K.O. and I are looking to make a silk purse out of a sows ear! I had a conversation with the operator of one of the premier pieces of equipment like ours, and he told me I could have one for $200,000. I figure if they were smart enough to figure it out, I am too!

One of the best things about K.O. is that he is very mechanical in his thinking. He can weld, he can run a machine lathe, and he can dis-assemble and re-assemble nearly anything. It is almost comical because when one of us has an idea we will call the other to share it. Between the two of us we may be lethal! Not only are we covering all the bases, we are looking under them too!

It is still amazing that technology we put on our project fifteen or sixteen years ago is now the norm for top machinery. Some ideas we had that were not allowed by the licensing authority then, are now accepted.

I've got a couple more tricks up my sleeve. Heh, heh!

I am enjoying the Little League World Series. Of course I am pulling for the Lubbock team. Rian says Lubbock is wild about their team! They have two outstanding left handed pitchers. Currently I am watching the international bracket, Saudi Arabia or Curacao has a pretty good lefty as well. I am having a bit of trouble figuring out who is representing what region.
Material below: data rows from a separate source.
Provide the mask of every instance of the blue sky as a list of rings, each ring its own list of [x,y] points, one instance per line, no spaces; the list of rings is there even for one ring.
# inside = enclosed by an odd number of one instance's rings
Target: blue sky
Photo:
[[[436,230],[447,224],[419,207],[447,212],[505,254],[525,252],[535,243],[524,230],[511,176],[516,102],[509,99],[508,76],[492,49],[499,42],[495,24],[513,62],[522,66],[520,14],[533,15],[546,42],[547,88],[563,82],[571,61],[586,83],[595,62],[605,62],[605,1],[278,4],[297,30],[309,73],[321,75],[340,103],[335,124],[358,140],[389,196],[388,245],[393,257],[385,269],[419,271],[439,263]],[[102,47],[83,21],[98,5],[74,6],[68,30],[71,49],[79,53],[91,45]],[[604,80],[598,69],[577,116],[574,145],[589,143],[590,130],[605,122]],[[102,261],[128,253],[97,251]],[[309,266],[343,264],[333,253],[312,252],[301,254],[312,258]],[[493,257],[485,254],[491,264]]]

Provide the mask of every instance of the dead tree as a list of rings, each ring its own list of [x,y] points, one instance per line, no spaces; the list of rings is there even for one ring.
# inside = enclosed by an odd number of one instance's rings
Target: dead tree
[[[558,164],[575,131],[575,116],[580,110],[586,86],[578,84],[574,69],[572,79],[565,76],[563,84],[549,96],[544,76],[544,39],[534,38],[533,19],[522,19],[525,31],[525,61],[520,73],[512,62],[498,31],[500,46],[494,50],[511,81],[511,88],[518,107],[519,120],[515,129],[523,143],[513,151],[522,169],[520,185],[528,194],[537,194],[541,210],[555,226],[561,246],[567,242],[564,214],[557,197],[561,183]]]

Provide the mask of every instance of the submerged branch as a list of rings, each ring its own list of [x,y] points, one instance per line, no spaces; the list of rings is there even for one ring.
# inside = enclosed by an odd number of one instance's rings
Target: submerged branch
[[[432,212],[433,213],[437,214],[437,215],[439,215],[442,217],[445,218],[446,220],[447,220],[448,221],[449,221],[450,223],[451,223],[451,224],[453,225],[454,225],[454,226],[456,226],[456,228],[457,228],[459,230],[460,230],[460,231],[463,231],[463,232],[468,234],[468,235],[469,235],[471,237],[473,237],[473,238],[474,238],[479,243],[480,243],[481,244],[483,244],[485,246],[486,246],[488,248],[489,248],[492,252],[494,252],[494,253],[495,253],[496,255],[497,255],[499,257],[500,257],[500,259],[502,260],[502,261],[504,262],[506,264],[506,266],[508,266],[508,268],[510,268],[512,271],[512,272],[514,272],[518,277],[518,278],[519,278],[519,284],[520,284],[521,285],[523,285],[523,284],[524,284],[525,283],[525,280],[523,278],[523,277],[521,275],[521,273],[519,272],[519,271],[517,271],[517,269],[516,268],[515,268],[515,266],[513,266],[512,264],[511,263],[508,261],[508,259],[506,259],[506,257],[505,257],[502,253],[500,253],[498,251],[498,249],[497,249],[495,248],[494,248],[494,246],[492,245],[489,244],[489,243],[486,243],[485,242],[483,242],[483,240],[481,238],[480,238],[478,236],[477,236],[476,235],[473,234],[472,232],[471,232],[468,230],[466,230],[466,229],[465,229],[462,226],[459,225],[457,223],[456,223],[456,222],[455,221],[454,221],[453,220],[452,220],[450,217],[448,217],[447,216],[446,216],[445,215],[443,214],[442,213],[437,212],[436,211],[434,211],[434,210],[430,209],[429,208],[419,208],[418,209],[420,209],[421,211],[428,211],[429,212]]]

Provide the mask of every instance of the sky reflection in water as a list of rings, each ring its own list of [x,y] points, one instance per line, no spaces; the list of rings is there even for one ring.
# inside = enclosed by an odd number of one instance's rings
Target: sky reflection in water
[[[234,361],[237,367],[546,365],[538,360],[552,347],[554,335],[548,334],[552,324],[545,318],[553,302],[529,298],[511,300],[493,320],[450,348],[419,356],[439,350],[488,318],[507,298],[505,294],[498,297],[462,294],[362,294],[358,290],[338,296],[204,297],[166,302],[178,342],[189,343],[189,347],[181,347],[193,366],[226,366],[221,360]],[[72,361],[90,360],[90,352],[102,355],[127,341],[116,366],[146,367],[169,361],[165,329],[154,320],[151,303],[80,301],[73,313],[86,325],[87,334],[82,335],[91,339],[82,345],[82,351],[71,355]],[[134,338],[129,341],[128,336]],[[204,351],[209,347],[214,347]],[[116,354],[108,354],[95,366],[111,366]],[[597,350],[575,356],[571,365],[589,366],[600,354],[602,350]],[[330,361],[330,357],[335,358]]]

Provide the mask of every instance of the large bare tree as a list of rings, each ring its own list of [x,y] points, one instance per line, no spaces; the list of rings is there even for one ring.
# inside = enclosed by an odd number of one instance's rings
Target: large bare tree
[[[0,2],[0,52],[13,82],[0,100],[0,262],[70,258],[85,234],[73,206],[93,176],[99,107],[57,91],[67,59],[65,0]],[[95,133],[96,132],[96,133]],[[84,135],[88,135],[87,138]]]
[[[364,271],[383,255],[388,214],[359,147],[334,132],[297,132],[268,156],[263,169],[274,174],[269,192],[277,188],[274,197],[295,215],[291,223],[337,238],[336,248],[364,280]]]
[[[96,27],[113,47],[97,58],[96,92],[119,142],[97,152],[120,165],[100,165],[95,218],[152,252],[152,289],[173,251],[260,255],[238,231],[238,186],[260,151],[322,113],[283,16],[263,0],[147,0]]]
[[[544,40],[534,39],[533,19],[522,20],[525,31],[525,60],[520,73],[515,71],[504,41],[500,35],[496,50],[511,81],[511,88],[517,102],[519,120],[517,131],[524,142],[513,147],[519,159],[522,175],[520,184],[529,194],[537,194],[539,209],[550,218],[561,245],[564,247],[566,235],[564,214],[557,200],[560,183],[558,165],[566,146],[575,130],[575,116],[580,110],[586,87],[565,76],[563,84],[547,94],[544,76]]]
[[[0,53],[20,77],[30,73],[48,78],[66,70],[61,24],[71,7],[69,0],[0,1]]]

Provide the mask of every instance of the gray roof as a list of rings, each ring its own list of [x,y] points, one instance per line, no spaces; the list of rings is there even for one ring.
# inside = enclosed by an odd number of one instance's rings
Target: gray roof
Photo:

I get tickled watching all the superstitious routines. Lots of spitting too!

My biggest fear for these kids is that it isn't a game any more.

I did go to the grocery store yesterday, I hadn't bought big groceries in two or three weeks. I went down lots of aisles I normally don't go down. I was actually trying to find some little something to send Holt when we send Reid's birthday gifts. I ended up buying a bubble kit and there are enough bubble makers for brother and most of the neighborhood kids! An added plus was I found a new "pickle" (harmonica. I don't know why!) for Meme to give Reid. He told us he had lost his other one (and it wasn't cheap).

I bought Reid's birthday gift a long time ago but we haven't seen him to give it to him. I ran across a junior tool kit. Hard hat, protective eye wear, tool belt, ruler, measuring tape, gloves, hammer, chalk box (they'd better confiscate the chalk) and the finishing touch ...... suspenders!
I went to Lowe's and bought him a box of 4 penny nails and an assortment of short lumber pieces for him to nail together!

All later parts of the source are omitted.